«In tutte le nostre istituzioni dobbiamo sviluppare e potenziare molto di più la nostra capacità di accoglienza cordiale, perché molti giovani che arrivano si trovano in una profonda situazione di orfanezza. E non mi riferisco a determinati conflitti familiari, ma ad un’esperienza che riguarda allo stesso modo bambini, giovani e adulti, madri, padri e figli. Per tanti orfani e orfane nostri contemporanei – forse per noi stessi – le comunità come la parrocchia e la scuola dovrebbero offrire percorsi di amore gratuito e promozione, di affermazione e crescita […] creando spazi fraterni e attraenti dove si viva con un senso»[1].

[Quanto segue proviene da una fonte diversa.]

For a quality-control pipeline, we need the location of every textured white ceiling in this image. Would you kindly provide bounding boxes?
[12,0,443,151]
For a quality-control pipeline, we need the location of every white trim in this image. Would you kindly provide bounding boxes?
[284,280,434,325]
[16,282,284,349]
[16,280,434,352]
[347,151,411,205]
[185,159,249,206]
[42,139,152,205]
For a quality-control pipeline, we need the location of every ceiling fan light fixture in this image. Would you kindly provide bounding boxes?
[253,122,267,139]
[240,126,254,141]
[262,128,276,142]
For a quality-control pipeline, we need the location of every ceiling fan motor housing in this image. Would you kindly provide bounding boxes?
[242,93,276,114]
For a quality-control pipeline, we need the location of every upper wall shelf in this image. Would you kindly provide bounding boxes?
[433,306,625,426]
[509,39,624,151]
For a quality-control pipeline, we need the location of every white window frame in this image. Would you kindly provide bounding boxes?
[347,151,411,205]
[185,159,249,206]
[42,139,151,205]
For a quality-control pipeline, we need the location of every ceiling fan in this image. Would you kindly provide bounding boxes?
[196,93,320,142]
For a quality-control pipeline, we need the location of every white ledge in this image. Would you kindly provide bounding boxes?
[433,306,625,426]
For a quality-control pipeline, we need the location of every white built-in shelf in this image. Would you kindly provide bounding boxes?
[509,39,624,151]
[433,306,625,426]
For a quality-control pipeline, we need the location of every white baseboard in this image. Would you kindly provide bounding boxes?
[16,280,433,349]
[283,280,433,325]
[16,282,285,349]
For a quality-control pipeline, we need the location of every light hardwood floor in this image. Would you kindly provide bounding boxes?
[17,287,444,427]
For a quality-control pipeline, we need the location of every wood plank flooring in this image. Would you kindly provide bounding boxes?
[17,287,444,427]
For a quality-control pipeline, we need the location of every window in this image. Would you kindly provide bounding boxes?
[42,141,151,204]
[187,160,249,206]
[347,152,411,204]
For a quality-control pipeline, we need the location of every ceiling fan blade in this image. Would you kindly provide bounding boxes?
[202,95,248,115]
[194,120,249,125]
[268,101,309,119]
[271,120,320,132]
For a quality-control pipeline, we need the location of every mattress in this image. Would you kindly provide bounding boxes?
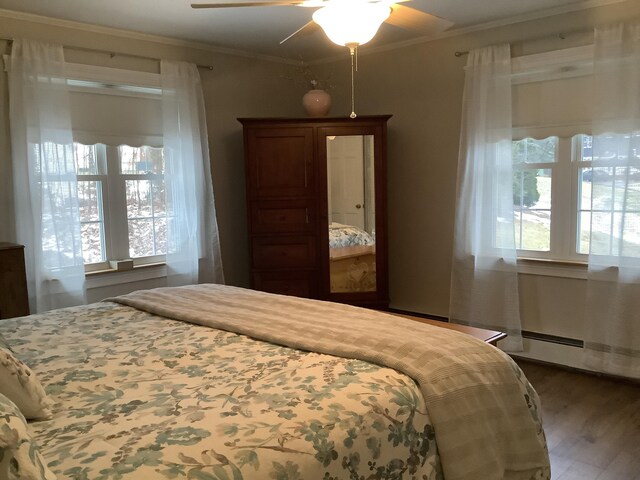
[1,302,442,480]
[329,222,376,248]
[0,285,550,480]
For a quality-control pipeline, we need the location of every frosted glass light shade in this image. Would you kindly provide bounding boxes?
[313,0,391,45]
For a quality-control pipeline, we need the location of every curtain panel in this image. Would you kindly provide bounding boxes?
[449,45,522,350]
[160,60,224,286]
[8,39,85,313]
[584,23,640,378]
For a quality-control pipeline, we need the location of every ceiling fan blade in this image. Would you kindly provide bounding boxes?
[191,0,305,8]
[280,20,320,45]
[386,3,453,35]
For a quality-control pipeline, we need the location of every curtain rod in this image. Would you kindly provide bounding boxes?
[453,29,593,57]
[0,38,213,70]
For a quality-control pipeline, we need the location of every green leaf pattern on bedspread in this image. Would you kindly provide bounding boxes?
[2,303,442,480]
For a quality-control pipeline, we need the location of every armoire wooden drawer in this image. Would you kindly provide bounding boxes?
[251,199,316,233]
[253,236,316,269]
[253,271,318,298]
[0,242,29,318]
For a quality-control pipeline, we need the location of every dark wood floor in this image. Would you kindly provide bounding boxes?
[518,360,640,480]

Il clero della nostra Chiesa locale abbia un atteggiamento di accoglienza, ascolto e comprensione, considerando i giovani capaci di collaborare attivamente e di spendersi per il bene della comunità. In tal senso, sia favorita la partecipazione dei giovani alla celebrazione liturgica attraverso alcuni servizi che possono essere affidati dopo accurata formazione (proclamazione delle letture, canti, altre forme di animazione). Tutto ciò contribuisce a poter camminare insieme nella verità grazie all’incontro comunitario con il Risorto, che si fa vicino a ciascuno come fece con i discepoli di Emmaus.
I sacerdoti non sentano i laici lontani dalla responsabilità formativa nei confronti dei giovani. Essi, infatti, hanno bisogno di trovare negli adulti dei testimoni autentici della fede.
[1] Francesco, Esortazione Apostolica post-sinodale Christus Vivit, n. 216.